Gold Futures Close Sharply Lower

Trading 11 avr 2019 Donner votre avis

Gold prices declined sharply on Thursday, a day after surging to a more than 2-week high. The dollar's rise after data showed jobless claims in the U.S. to have fallen to their lowest level in five decades triggered the sell-off in gold futures.

The dollar index rose to 97.15, gaining more than 0.2%.

Gold futures for June ended down $20.60, or 1.6%, at $1,293.30 an ounce, the lowest settlement so far this month.

On Wednesday, gold futures ended up $5.60, or 0.4%, at $1,313.90 an ounce.

Silver futures for May ended down $0.377, at $14.867 an ounce, while Copper futures for May settled at $2.8870 per pound, down $0.0385 from previous close.

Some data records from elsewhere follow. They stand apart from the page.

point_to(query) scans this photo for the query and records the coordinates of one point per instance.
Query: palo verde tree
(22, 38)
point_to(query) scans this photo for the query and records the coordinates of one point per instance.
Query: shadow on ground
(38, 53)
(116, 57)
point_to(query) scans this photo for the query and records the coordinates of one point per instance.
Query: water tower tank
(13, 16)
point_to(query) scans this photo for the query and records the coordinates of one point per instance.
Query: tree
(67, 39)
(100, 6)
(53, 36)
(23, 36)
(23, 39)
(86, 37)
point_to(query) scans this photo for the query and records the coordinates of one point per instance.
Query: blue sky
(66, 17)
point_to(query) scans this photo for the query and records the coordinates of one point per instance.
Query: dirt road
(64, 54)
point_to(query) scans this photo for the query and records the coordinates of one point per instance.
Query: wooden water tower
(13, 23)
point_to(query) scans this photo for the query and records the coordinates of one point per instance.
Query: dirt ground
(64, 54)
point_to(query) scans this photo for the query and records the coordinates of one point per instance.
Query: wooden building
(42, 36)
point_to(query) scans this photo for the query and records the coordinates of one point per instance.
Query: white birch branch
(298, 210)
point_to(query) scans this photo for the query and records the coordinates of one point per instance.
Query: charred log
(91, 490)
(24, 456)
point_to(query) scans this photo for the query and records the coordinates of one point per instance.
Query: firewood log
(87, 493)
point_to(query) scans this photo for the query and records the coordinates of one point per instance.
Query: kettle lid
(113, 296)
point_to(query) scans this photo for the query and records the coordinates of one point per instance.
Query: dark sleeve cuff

The Labor Department's report said initial jobless claims fell to 196,000, a decrease of 8,000 from the previous week's revised level of 204,000.

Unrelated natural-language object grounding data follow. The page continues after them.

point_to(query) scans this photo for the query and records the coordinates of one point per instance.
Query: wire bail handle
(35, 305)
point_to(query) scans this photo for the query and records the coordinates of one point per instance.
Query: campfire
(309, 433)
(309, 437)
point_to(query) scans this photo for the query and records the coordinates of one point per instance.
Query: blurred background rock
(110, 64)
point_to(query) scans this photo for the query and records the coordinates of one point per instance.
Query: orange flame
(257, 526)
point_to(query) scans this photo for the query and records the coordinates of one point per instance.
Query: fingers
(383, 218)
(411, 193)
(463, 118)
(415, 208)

The drop surprised economists, who had expected jobless claims to rise to 211,000 from the 202,000 originally reported for the previous week.

Another report released by the Labor Department on Thursday showed a spike in energy prices contributed to a bigger than expected increase in U.S. producer prices in the month of March.

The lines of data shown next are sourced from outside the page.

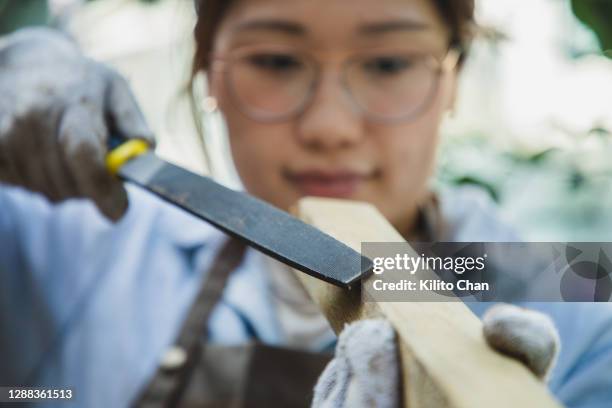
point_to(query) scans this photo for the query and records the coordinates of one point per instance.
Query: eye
(276, 62)
(389, 65)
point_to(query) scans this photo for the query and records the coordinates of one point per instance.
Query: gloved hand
(365, 368)
(57, 109)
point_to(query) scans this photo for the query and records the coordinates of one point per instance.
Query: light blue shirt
(93, 306)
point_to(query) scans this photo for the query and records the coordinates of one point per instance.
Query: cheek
(259, 153)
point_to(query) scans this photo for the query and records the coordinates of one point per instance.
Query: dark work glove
(57, 110)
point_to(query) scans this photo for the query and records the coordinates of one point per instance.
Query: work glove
(57, 110)
(365, 369)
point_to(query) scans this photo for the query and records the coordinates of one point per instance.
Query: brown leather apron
(199, 374)
(251, 375)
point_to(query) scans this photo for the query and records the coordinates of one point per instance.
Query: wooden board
(445, 359)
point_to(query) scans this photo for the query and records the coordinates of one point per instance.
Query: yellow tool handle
(125, 152)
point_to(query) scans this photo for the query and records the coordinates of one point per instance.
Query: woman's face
(332, 147)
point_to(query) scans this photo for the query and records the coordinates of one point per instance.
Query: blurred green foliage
(15, 14)
(596, 14)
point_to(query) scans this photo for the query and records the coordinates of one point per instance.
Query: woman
(325, 98)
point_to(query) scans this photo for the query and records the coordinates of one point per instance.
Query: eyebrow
(393, 26)
(296, 29)
(283, 26)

The Labor Department said its producer price index for final demand climbed by 0.6% in March after inching up by 0.1% in February. Economists had expected prices to rise by 0.3%.

The bigger than expected increase in producer prices came as energy prices skyrocketed by 5.6% in March following a 1.8% jump in February. Gasoline prices soared by 16%.

The report also showed a rebound in food prices, which rose by 0.3% in March after falling by 0.3% in the previous month.

Compared to the same month a year ago, producer prices were up by 2.2% in March, reflecting an acceleration from the 1.9% increase in February.